A month ago, Man Group, the world’s second largest hedge fund manager by assets, gave some indication of just how bad the third quarter would be for asset managers.
Market turmoil in September had precipitated a hefty bout of redemptions at the firm from panicked investors. It was a trend that was to be repeated across the sector.
This week, Henderson reported a 12 per cent drop in assets under management to £65.4bn in the three months to the end of September.
Andrew Formica, Henderson’s chief executive, said: “Markets were extremely challenging over the period...equity prices fell sharply as investors lowered their risk appetite and switched into cash...We therefore anticipate uncertain and volatile market conditions for at least the remainder of this year”.
Last month, F&C said total funds under management had dipped 4.6 per cent to £103.2bn in the three months to September 30 on the back of net outflows of £900m.
Emerging market specialists have not been immune to the drop in investor confidence. Funds managed by Ashmore, the emerging markets specialist, dropped a tenth in the three months to the end of September to $58.9bn.
Ashmore put the declines down to volatility and sliding emerging currency and equity markets as investors turned to haven assets.
As Peter Clarke, chief executive of Man, said on Thursday: “it is not just us...it is an industry phenomena.”
The focus, says Mr Clarke, has been on declines in funds under management.

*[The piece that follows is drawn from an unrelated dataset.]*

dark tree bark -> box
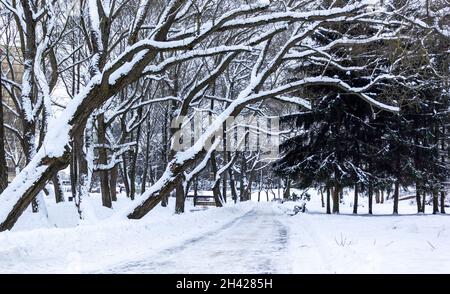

By that metric, September’s child has indeed been full of woe for the asset management industry.
According to the European Fund and Asset Management Association, in August alone European funds experienced the highest level of net outflows since October 2008, with net withdrawals from equity funds hitting a record of €26bn, compared to net outflows of €1bn the month before. September’s numbers are likely to be even worse.
In the UK, net retail sales in the third quarter were at their worst levels since 2008, according to Dick Saunders of the Investment Management Association.
UK Institutional investors took a total of £175m out of equity funds in September, according to Mr Saunders: it is only the second time since February 2009 that the industry has suffered a net outflow.
Fund managers say the turmoil in equity markets has been exacerbated as investors have used the market to extract cash to tide themselves over while other less liquid markets - such as property and emerging market credit - have seized up.
And while some stocks have rallied a little since the low of the market in September, the outlook remains bleak.
For most asset managers, falls in funds under management have been having an all-too-apparent impact on valuations. Man Group’s share price has fallen nearly 40 per cent in the space of a month: from 239p at the end of September - when most analysts thought it undervalued - to 145p on Thursday.
Even BlackRock, the world’s biggest listed asset manager by assets under management has been hit.
This week Barclays told the market it had made a £1.8bn impairment charge to reflect the fall in the value of its 20 per cent stake in BlackRock.
Through September BlackRock’s shares had fallen back to $140, a level not seen since Barclays agreed to sell its asset management arm to BlackRock in June 2009. The shares were in Barclays’ books at $227, the level at which they traded in December 2009 when the deal completed, but the bank made clear this week that it didn’t think BlackRock’s shares would get back to that level. They are now trading at $159.
Few bosses of asset managers admit to feeling anything but trepidation in the light of the eurozone crisis, knowing how geared their businesses are to markets. Any fall in assets under management feeds straight through to profits.
When last month Aberdeen Asset Management announced its funds had dipped £9bn to £177bn in the previous 10 months, Martin Gilbert, chief executive, said that a 0.5 per cent drop in assets under management would cut £4m off the group’s bottom line.
Some, of course, are better placed to weather the turmoil.
While asset managers like F&C and Aberdeen have been working hard to pay off debts, others are better placed.
In spite of its dire share price performance, Man, for example, is all but debt free. So much so that the company’s board could think of no better bargain than buying back its own shares.
The $150m repurchase programme, announced on Thursday morning, has already started and will be completed by the end of the year. Even when finished, Man will still be sitting on a $600m cash pile above the safety buffer demanded by the UK regulator.